Chicago (IL) - French website Canardplus today published slides that seem to be part of Intel’s IDF presentation program next week and provide some information on the continuation of Intel’s tick-tock strategy until 2012 and 22 nm processors.

According to the slides, Intel does not see any roadblocks in its product strategy which is laid out to deliver new processor architectures in even years and die-shrinks in odd years. Nehalem, scheduled for a Q4 release in desktop flavors, is Intel’s new architecture that will carry the company through 2010.

In 2009, Nehalem will be scaled down from a 45 nm to the 32 nm core Westmere. Sandy Bridge will be the successor of Nehalem’s architecture and debut in 2010 as a 32 nm CPU. Ivy Bridge will shrink Sandy Bridge to 22 nm in 2011 and Haswell will be a completely new architecture that is planned to be introduced in 2012 as a 22 nm chip.

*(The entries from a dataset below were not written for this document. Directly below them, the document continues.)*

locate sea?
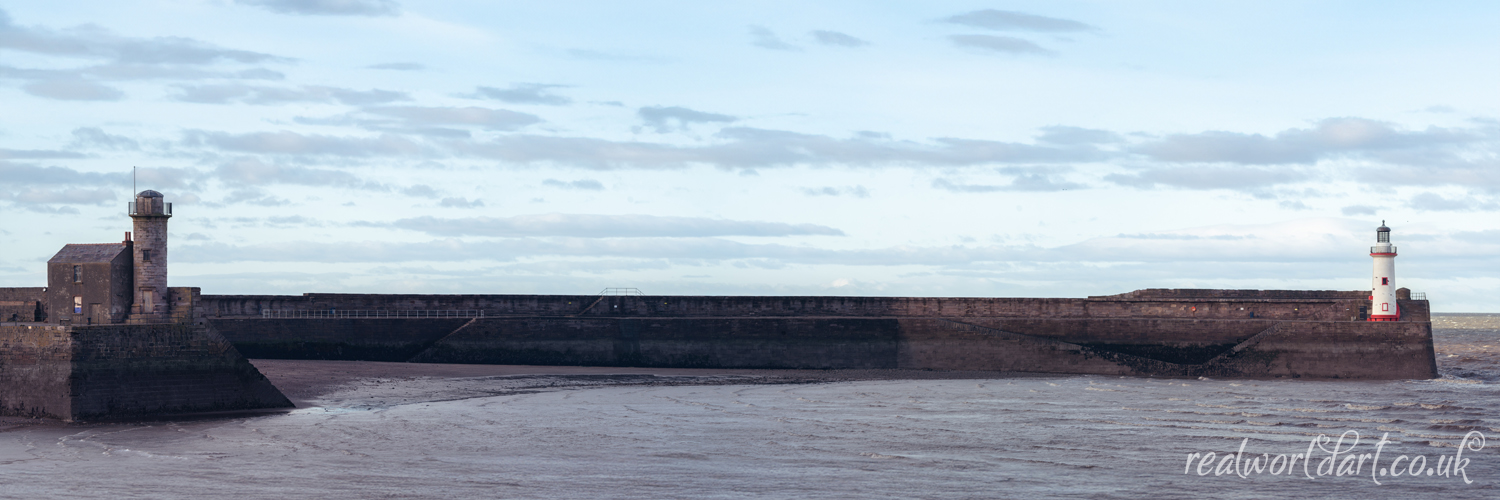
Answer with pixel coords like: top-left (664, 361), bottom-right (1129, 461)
top-left (1, 314), bottom-right (1497, 499)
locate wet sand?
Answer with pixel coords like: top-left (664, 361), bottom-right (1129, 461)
top-left (250, 358), bottom-right (1048, 409)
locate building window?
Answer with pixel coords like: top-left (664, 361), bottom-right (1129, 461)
top-left (1382, 303), bottom-right (1389, 311)
top-left (1381, 277), bottom-right (1389, 285)
top-left (143, 249), bottom-right (152, 262)
top-left (74, 296), bottom-right (82, 314)
top-left (73, 265), bottom-right (81, 283)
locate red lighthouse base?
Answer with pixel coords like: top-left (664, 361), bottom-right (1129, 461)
top-left (1368, 314), bottom-right (1399, 322)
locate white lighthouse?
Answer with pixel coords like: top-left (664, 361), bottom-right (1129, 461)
top-left (1369, 221), bottom-right (1399, 321)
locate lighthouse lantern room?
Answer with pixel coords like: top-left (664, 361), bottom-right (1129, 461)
top-left (1369, 221), bottom-right (1399, 321)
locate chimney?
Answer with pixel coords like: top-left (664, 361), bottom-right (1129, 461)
top-left (125, 231), bottom-right (132, 243)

Next week will be packed with technical news about Nehalem, but the published slides do not reveal much more than what we already know - that Nehalem will be an extremely flexible architecture that can be easily fine-tuned because of its modular approach. The number of cores, memory channels, QPI links, cache size, power management features and integration of graphics capability is adjustable and is likely to bring more variety to Intel’s product line-up than ever before. This new capability should make especially Apple happy, as the company tends to always look for differentiators for its products.

Sandy Bridge, will bring some interesting new features. Canardplus speculates that it will have eight cores, 512 kB L2 cache and 16 MB L3 cache. Big changes include the additions of Intel’s "Advanced Vector Extensions", which will bring a switch from 128 bit to 256 bit vectors to increase the floating point performance of the CPUs and extensible new opcode (VEX) to decrease the size of the software code.

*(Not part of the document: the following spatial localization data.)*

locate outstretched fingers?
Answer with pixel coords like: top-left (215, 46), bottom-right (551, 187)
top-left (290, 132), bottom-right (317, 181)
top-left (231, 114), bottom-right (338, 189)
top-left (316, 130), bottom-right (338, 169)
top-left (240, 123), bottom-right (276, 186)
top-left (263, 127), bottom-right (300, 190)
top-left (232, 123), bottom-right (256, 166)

Haswell is Intel’s pitch to keep you interested in what is coming down the road and we do not expect Intel to release lots of details of the architecture. What we do know, however, is that it will be a 22 nm chip that in fact may already be part of the research process at Intel’s Oregon D1D fab. Canardplus says that the new architecture will deliver "revolutionary" power savings and will have the capability to support a co-processor such as a vector accelerator within a single package. There is also FMA (Fused Multiply-Add) functionality, which enables multiplication and addition processing via the same instruction and result in much higher compute density.